Деда приняли наверху солдаты, мама быстро запрыгнула сама, я полез последним и чуть не свалился с заднего борта. Как когда-то возле военкомата, я снова сполз в уголок кузова и старался дышать, отодвигая дурноту. Пусть это будет страшный сон, думал я, пусть мы еще в Новохоперске, пусть теща сейчас пропилит мне всю голову, лишь бы это все приснилось.

* * *

На каждое Девятое мая в школе задавали подготовить рассказ о том, как воевали твои родственники. Что-нибудь про подорванный вражеский танк или взятого в плен языка. И, что в сельской школе, что на ХТЗ, каждый раз я придумывал какой-нибудь подвиг деда Павла.

Не рассказывать же им, что его брат воевал за фашистов, а он сам наглухо отказывается рассказывать о войне. Наград я не видел, а на любые расспросы о старой жизни дед с бабкой реагировали одинаково — уходили от разговора под любым предлогом. Я даже не знал, воевал ли он, партизанил ли, работал ли в тылу или оставался на оккупированной территории. Поэтому мои представления о войне формировал кинематограф.

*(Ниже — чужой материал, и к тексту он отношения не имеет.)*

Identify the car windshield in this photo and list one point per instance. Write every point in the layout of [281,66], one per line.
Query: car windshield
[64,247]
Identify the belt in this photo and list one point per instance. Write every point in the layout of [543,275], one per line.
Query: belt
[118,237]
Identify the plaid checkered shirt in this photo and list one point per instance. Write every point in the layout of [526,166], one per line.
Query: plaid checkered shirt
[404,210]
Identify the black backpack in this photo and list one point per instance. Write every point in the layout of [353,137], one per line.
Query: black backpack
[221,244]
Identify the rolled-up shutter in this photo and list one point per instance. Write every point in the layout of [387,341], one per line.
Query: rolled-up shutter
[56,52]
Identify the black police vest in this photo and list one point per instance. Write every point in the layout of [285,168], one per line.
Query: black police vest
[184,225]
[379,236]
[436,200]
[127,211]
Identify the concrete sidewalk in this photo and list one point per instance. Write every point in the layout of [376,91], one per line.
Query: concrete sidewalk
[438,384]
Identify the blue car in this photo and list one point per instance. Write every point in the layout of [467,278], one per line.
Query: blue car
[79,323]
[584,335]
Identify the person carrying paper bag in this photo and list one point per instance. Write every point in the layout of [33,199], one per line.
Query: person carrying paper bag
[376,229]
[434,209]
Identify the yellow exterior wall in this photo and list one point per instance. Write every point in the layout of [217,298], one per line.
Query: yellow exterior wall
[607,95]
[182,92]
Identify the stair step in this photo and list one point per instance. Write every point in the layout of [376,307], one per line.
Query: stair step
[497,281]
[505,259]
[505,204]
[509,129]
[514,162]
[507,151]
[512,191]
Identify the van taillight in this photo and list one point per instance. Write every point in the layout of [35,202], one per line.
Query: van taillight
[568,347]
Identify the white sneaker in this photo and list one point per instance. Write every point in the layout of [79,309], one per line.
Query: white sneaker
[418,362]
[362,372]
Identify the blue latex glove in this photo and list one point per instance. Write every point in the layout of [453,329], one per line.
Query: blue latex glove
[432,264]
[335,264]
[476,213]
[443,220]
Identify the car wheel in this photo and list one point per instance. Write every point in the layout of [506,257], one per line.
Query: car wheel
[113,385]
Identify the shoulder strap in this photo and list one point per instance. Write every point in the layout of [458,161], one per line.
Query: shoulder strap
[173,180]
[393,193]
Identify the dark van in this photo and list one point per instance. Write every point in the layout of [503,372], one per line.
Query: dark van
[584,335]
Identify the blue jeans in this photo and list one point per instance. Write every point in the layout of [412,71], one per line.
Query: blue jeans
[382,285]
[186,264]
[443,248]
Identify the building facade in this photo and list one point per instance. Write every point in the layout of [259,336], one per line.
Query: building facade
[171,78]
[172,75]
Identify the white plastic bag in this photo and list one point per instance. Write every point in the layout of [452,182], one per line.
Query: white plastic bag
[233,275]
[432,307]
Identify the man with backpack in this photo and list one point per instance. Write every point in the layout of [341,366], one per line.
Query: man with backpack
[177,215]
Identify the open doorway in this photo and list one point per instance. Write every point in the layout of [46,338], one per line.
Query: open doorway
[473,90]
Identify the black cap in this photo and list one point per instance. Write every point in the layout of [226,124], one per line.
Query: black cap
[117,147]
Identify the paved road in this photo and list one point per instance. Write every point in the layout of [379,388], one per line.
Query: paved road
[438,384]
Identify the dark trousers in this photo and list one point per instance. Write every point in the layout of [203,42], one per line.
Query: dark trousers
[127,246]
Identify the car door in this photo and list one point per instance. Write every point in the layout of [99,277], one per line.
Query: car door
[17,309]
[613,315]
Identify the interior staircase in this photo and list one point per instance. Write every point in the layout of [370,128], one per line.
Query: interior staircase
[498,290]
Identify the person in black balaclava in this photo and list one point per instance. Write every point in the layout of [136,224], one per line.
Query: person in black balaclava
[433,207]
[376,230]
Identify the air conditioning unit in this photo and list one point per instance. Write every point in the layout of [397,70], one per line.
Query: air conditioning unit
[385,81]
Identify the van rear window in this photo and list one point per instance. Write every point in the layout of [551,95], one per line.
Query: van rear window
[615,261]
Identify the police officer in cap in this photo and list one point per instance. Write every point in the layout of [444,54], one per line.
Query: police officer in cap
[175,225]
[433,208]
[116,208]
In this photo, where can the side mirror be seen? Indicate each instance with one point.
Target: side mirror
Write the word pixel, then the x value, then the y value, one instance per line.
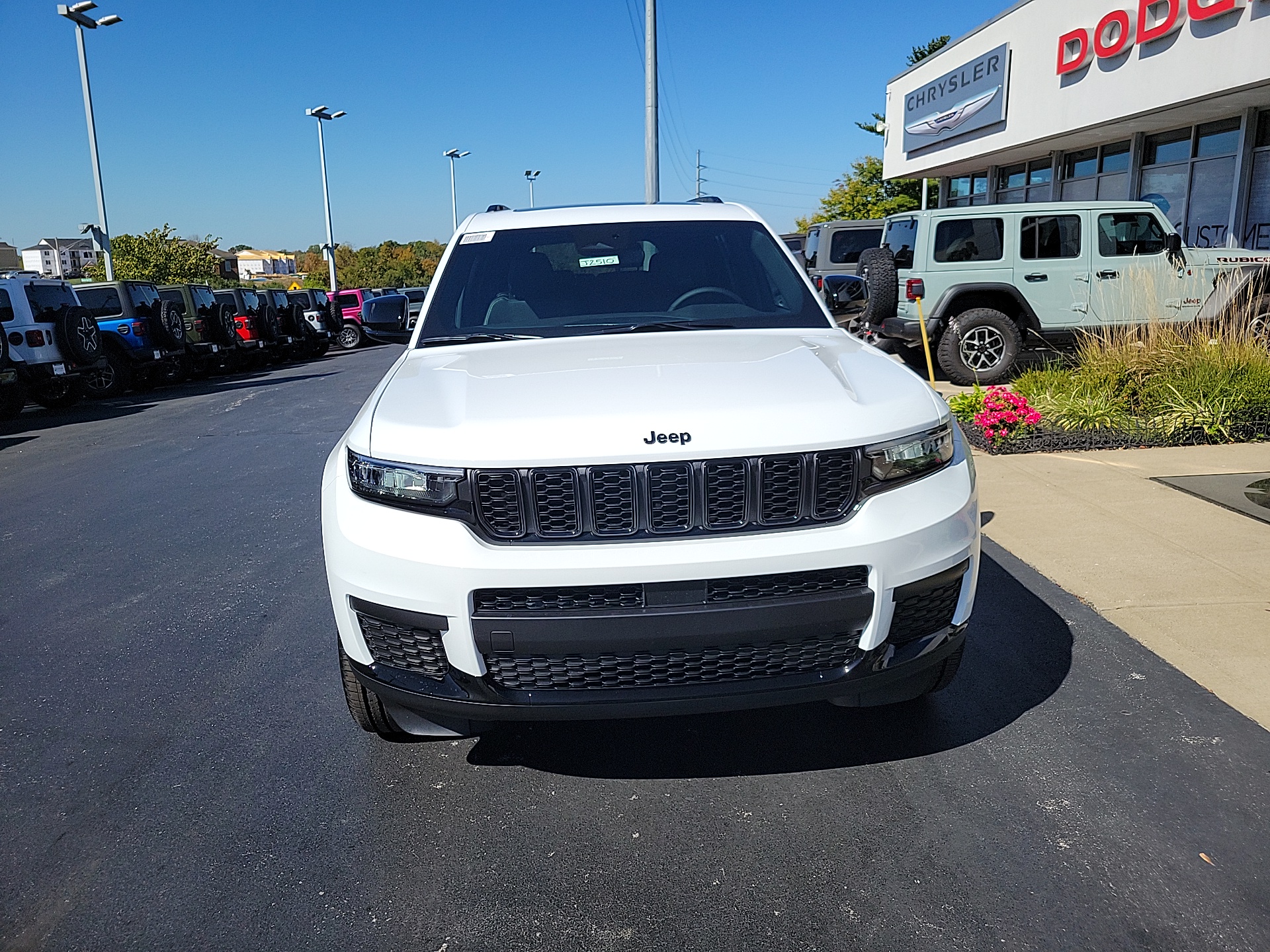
pixel 384 317
pixel 846 294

И то, что мы увидели в Першотравневом после взрыва, было похоже на войну из фильма: окна выбиты, по улице разбросаны обломки парканов, то тут, то там валялась мертвая живность — куры, гуси, петухи. По улицам бродили солдаты в противогазах и собирали трупики животных в тачки.

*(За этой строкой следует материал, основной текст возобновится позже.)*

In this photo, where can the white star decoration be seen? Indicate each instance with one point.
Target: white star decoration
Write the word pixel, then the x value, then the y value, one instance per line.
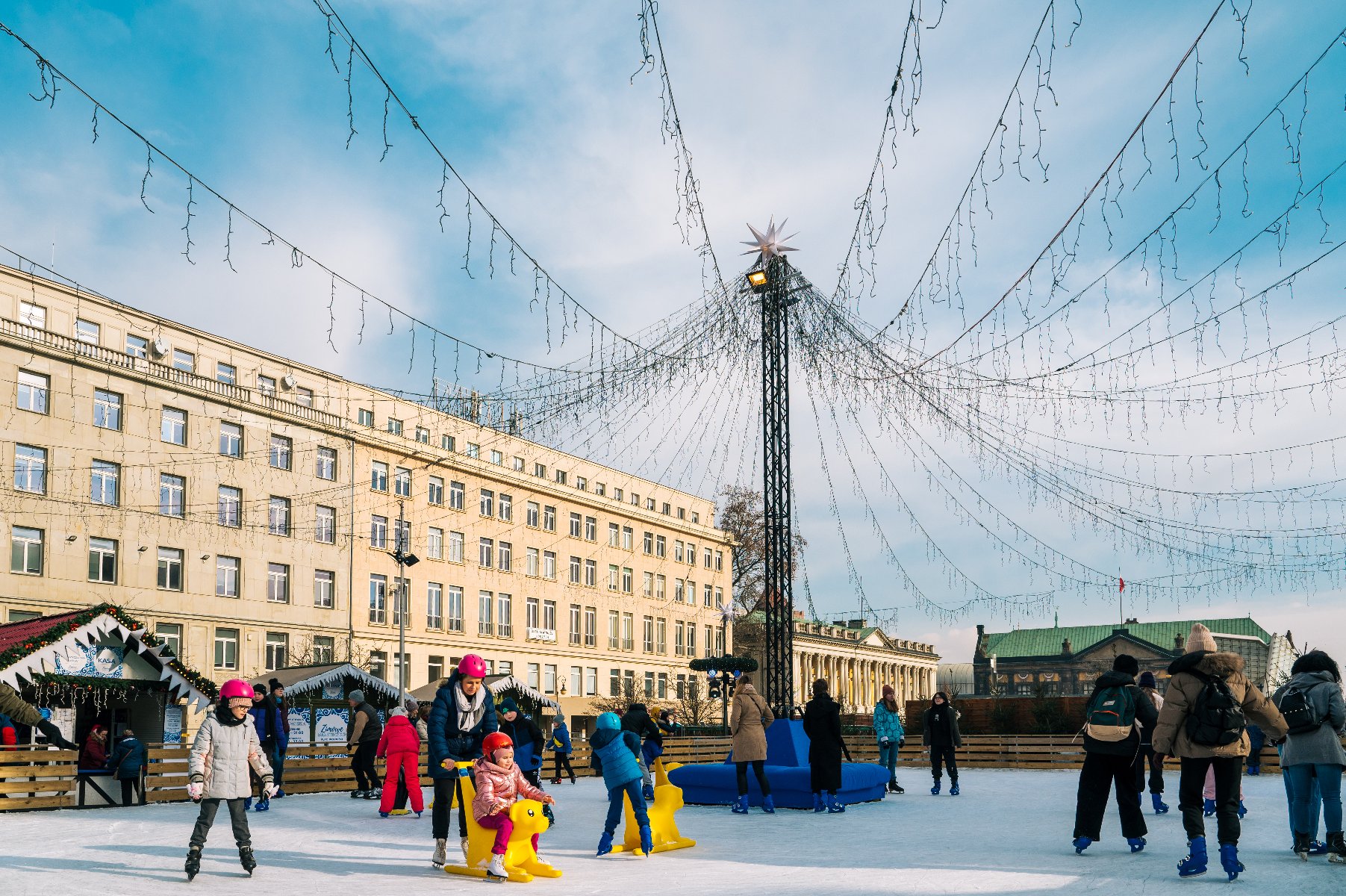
pixel 770 244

И бабий вой фоном со всех сторон. Пока я слез с машины и унял головокружение, завыли и наши: вся живность полегла — десяток кур, петух Серёжа и бабулина гордость, красноглазые белые кроли новозеландской породы, в которых, судя по маминым рассказам, были вложены все сбережения семьи.

Ни одно окно не уцелело, глечики и посуда разбились, по всей внешней стене хаты пошла трещина — короче, полный гармидер. Сердце скрипело — оставлять их посреди такого несчастья не хотелось, но нужно было как можно быстрее увезти Надю с ребенком в Харьков. Забрать всех с собой? А куда селить и чем кормить? К горлу поднялся самый горький ком — выбора не было, надо ехать.

Я еще раз обошел каждого, напомнив, что ничего нельзя ни есть, ни пить, а завтра, как откроется сильпо, купить сладкой воды, хлеба и консервов, если продавщица Егоровна забожится на то, что все это только что привезенное. Наказал назавтра спалить всю одежду и купить что-то в автолавке. Потом нарвал марли с чистых подгузников и сделал какое-то подобие медицинских масок. Надел на Надю с малым, остальные отмахнулись. Мама кивала головой, соглашаясь, но смотрела куда-то мимо, бабка же носилась, всхлипывая, по двору и на слова не реагировала.

Дед сидел на лавочке с соседом Мыколой, который тоже плакал, рассказывая о том, что все его хваленые пчелы породы украинская степная лежат мертвым ковром вокруг ульев. Еще чуть-чуть — и я бы заплакал с ним, чего допустить никак нельзя было — моя семья зависела от меня, и первым делом нужно было увезти отсюда ребенка. Я на всякий случай вылил на землю молоко из бидона, чтоб не выпили, и поднял Надю с лавки — пора было уходить.